Moi, je revins le lendemain, puis le surlendemain, puis tous les jours de la
semaine.
C’était il y a près
de dix ans maintenant. J’ai travaillé d’abord comme assistant, puis on s’est
associé. J’ai tout appris du vieux canut, le métier comme la vie. Un matin ou
j’arrivais à l’atelier, je le trouvais vide. J’allais frappé chez eux, en face.

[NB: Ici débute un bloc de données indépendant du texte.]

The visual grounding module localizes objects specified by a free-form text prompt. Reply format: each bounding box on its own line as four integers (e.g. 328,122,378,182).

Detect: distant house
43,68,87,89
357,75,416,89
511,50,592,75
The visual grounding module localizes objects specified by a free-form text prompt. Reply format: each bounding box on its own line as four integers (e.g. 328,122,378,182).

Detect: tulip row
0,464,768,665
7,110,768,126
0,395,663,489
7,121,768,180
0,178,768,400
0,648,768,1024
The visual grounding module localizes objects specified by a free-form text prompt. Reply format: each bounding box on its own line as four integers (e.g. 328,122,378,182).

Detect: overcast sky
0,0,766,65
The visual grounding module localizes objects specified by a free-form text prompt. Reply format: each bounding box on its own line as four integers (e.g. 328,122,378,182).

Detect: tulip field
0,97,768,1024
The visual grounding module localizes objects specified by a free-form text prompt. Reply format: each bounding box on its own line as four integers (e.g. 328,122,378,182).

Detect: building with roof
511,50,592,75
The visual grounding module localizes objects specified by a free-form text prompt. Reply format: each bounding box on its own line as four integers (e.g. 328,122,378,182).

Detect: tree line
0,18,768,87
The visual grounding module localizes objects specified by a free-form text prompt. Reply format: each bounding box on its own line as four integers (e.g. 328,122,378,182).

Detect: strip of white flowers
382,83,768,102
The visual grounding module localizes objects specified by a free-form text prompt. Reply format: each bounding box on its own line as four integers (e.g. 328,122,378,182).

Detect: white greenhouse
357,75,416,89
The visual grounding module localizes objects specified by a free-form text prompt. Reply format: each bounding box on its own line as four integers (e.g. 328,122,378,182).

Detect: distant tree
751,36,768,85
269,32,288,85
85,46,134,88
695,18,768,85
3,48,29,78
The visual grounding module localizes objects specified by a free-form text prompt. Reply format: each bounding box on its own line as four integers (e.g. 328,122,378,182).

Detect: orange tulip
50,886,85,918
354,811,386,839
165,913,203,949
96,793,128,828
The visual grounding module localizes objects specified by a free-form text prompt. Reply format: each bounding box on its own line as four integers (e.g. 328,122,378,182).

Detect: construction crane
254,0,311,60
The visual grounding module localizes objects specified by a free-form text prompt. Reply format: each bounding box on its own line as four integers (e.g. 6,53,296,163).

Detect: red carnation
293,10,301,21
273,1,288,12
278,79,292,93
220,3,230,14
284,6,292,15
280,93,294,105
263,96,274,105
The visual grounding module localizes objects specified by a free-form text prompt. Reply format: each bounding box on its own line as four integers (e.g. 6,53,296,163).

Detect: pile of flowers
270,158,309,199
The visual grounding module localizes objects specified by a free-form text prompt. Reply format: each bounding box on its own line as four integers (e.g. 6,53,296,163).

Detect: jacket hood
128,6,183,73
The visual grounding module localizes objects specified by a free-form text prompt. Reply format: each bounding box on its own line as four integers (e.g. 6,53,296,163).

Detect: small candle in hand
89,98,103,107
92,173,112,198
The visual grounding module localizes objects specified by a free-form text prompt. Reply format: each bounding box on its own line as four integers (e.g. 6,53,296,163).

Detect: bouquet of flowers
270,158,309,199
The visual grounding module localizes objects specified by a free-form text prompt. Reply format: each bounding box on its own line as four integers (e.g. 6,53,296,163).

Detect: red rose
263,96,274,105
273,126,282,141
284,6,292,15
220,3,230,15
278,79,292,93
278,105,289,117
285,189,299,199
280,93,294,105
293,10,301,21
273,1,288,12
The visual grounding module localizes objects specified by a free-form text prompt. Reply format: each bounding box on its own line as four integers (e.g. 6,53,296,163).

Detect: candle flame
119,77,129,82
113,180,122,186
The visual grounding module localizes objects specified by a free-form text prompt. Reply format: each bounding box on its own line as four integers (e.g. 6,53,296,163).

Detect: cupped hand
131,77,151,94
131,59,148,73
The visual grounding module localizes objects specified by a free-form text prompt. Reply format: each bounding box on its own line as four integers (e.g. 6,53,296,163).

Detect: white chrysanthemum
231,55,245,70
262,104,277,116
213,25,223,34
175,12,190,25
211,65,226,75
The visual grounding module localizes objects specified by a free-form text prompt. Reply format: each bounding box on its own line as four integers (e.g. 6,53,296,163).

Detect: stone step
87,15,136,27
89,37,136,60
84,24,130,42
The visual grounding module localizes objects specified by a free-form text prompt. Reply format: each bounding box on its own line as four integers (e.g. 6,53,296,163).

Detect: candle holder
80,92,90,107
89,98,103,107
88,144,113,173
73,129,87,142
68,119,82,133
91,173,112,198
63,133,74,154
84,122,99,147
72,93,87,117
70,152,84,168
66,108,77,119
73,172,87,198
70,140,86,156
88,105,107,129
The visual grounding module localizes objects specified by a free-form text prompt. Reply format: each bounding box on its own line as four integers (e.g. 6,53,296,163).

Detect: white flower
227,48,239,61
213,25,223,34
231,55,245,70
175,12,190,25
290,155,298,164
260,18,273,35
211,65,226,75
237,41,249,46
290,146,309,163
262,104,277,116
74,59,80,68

Sans réponse j’essayais de tourner la poignée et la porte s’ouvrit. J’appelais
en vain. Je les ai trouvés tous les deux dans le lit, en habit du dimanche se
tenant par la main. Sur la commode une belle enveloppe avec l’écriture du
Glaudius « pour le Gone
».
Je mis longtemps à lire, le regard brouillé par les larmes que je ne pouvais
calmer :
« Gone, on a appris hier chez le médecin
que la Nénette avait attrapé une saloperie dans le ventre et qu’elle en avait
plus que pour quelques semaines à vivre. Alors on a bien réfléchi tous les deux.

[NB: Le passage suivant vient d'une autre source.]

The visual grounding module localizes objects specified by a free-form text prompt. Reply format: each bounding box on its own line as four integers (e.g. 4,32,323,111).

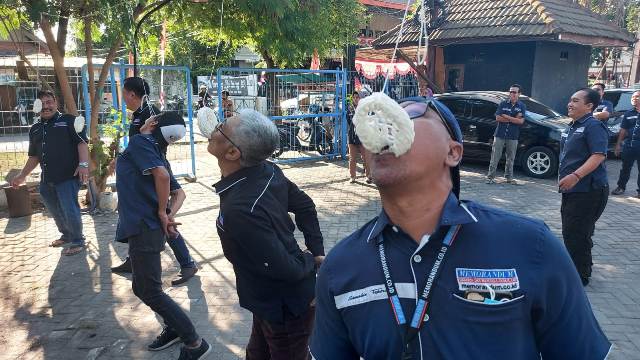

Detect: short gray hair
231,109,280,167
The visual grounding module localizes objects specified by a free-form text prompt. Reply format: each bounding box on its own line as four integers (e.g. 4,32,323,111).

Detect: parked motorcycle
166,95,186,115
271,105,333,159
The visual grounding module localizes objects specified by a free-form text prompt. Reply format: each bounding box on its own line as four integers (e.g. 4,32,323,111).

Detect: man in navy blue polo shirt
558,88,609,286
116,113,211,360
11,90,89,255
611,90,640,198
591,83,613,123
310,98,611,360
486,84,527,185
111,77,198,285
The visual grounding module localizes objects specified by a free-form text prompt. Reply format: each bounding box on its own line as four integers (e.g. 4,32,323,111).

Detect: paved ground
0,145,640,360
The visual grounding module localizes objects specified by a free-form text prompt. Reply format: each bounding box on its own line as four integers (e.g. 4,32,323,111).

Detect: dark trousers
167,233,196,268
129,226,199,344
40,178,85,246
618,149,640,193
560,187,609,278
246,307,315,360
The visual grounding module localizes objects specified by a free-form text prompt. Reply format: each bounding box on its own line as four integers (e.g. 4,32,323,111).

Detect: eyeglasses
400,99,457,141
209,122,242,155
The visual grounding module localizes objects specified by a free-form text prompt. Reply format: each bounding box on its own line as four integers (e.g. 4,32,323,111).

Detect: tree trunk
83,9,122,201
40,14,78,115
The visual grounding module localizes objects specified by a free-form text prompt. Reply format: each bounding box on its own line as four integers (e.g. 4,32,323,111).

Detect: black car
434,91,571,178
604,89,636,136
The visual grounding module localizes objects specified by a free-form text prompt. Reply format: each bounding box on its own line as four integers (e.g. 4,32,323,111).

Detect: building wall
531,41,591,114
444,41,536,95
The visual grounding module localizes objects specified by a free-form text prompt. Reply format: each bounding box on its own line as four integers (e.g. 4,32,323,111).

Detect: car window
613,92,633,112
520,99,560,120
440,99,467,117
469,100,498,119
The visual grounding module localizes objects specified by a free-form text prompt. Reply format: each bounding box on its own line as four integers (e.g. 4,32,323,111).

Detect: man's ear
224,145,241,161
445,140,463,167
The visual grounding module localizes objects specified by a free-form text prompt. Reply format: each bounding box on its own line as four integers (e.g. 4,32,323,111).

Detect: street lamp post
133,0,209,76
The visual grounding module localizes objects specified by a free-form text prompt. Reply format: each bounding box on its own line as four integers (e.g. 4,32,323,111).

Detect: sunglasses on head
400,99,457,140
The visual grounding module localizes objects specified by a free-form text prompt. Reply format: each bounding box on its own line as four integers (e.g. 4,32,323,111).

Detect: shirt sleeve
604,101,613,115
532,227,611,360
520,102,527,117
27,124,38,156
286,179,324,256
496,102,504,116
128,135,166,176
584,122,609,155
224,208,315,282
309,262,360,360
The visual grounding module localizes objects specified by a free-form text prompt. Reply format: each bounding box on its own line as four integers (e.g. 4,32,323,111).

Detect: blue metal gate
82,63,196,179
208,68,347,163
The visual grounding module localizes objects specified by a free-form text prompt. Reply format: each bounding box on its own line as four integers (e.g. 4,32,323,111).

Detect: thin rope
209,0,224,81
382,0,413,93
416,0,429,65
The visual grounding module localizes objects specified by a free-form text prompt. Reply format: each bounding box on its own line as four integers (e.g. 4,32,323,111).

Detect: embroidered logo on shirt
456,268,520,291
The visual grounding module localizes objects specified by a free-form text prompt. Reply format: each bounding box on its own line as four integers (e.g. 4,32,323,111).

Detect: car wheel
522,146,558,179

On s’est dit que le bon Dieu nous avait pas donné de gone à nous, mais qu’il
nous en avait fourni un quand même. Toi. Et puis on s’est dit aussi que je pouvais
pas rester ici-bas si elle était déjà là haut. Alors on a décidé de partir
ensembles. On s’est habillés comme pour aller à la messe, on s’est couchés, on s’est
pris la main et puis on a croqué en même temps une pilule de cyanure.
Je suis sur que t’en sais
largement autant que moi sur le jacquard. Chez le notaire, tout est arrangé et
tout est à toi. Alors, bonne chance, Gone. Nous en veux pas et pense qu’on te regarde depuis le
paradis des canuts.
Signé Nénette et Glaudius
Cochard. »
Voilà toute
l’histoire. J’ai vendu l’atelier de la Croix Rousse pour m’installer de façon
un peu plus rationnelle. Pas très loin, vers Caluire. J’ai acheté deux métiers
ultramodernes, informatisés et tout et tout, mais j’ai gardé le Bistanclaque du
Glaudius. En fouillant dans les papiers, j’ai même appris qu’il avait appartenu
à la famille Jacquard.
Je travaille pour les musés et les demeures historiques du monde entier. Il y a
même des tissus tellement particuliers que je ne peux les refaire qu’avec la
vieille mécanique.
De temps en temps, je
vais au cimetière de la Croix Rousse leur raconter un peu comment ça va, et
fleurir la pierre grise. En partant je dis immanquablement merci à Glaudius de
m’avoir appris le plus beau métier du monde et, en plus, de m’avoir confié le
plus beau métier (à tisser) du monde.
Un peu de lyonnais :
La cour des
Voraces est ici
Le gros caillou :
l’un des plus beaux points de vue sur la bonne ville de Lyon, au bout du
boulevard de la Croix Rousse. Son histoire est là
Une bartavelle :
mot du riche et pittoresque parler lyonnais qui signifie une femme bavarde, un
peu commère. A rapprocher de la Jarjille stéphanoise qui elle est en plus
taquine.
Un peu de tissage :
Le métier Jacquard est là
Le remettage
consiste à mettre les fils dans les œillets qui descendent de la mécanique.
Le rentrage
ou piquage en peigne, consiste à passer ces mêmes fils entre les dents du
peigne
La façure
est la partie de l’étoffe comprise entre la dernière trame (ou duite) tissée et
le rouleau de tissu fini.
Les cartons :
ce sont les cartes perforées permettant le mouvement de la mécanique Jacquard
elle même gouvernant chaque fil (ou groupe de fils) de la chaîne. Le principe
est le même que celui du limonaire. Ces cartons troués manuellement à l’emporte
pièce sont les ancêtres des cartes perforées des premiers ordinateurs et ont
inspiré les concepteurs de ces derniers.
Le Bistanclaque
était le nom/onomatopée familier donné par les vieux canuts à leur métier à
tisser. Ce nom reproduit bien le bruit du tissage.
La canette
est la bobine de fil qui est dans la navette.